Élire une femme, quelle blague!
20 octobre 2015 - Image par Charlie
Le sexisme en politique est encore trop présent.

Il n’est jamais trop tôt pour avoir une opinion, surtout quand il s’agit de rabaisser les femmes. À 390 jours des élections présidentielles américaines, le rappeur américain T.I. a décidé qu’il était temps de justifier ses choix politiques. Lors d’une interview avec DJ Whoo Kid sur la radio Sirius XM, il déclarait: «Sans vouloir être sexiste, je ne peux pas voter pour une femme à la tête du monde libre.» La suite de ses propos mentionne l’instabilité émotionnelle que l’on reconnaît souvent chez les femmes: «Elles prennent des décisions très sérieuses, butées, et après, c’est un peu comme si ça ne s’était pas passé, ou elles ne voulaient pas que ça se passe ainsi». Le rappeur finit en disant qu’il serait regrettable d’envoyer une bombe nucléaire dans ce contexte.

Charlie

Même si, au vu des paroles de ses chansons (en référence à Whatever you like, ndlr), il était déjà clair qu’Hillary Clinton ne correspondait pas à son idéal féminin, cette déclaration reste profondément choquante.
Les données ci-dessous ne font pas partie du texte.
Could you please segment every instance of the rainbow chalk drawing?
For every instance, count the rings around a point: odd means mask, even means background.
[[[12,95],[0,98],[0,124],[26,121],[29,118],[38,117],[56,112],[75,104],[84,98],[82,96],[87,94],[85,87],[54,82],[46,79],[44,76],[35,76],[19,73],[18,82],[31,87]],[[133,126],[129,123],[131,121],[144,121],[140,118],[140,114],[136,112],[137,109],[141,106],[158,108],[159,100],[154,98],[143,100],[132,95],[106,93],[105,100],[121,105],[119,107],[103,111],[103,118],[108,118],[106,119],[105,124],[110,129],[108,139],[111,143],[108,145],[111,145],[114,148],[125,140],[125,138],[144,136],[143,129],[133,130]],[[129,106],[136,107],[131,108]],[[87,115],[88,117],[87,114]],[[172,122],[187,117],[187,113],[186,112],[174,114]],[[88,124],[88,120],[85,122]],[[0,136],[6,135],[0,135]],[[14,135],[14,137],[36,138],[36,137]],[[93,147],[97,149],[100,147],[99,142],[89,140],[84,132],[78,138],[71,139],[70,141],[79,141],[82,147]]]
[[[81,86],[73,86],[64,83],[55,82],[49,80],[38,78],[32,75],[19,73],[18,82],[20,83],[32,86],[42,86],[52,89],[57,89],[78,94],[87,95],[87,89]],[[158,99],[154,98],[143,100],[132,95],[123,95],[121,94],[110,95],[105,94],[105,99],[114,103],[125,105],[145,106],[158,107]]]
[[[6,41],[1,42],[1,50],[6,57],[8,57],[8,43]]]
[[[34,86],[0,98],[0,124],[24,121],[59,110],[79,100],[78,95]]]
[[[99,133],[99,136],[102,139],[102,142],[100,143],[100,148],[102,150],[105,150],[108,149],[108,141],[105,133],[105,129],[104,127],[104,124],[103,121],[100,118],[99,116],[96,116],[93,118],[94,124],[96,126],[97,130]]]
En quelques mots, pour le rappeur, l’adéquation d’œstrogène et de pouvoir donne forcément lieu à une guerre nucléaire. 

«Je pense que l’on élirait le monstre du Loch Ness avant d’élire une femme. »

De nombreux stéréotypes continuent d’entacher la réputation des femmes en politique: considérées comme hystériques si elles s’affirment, censées être diplomates et pacifiques, rendues irrationelles par leurs menstruations, et la liste est encore longue… «La saison est ouverte pour les politiciennes», selon l’expression utilisées par John A. Tures dans le Huffington Post, et T.I. n’est que le dernier scandale en titre. Après tout, Donald Trump à la présidentielle pensait que le fait que «du sang sortant de son vous savez quoi» était un bon argument pour discréditer une journaliste.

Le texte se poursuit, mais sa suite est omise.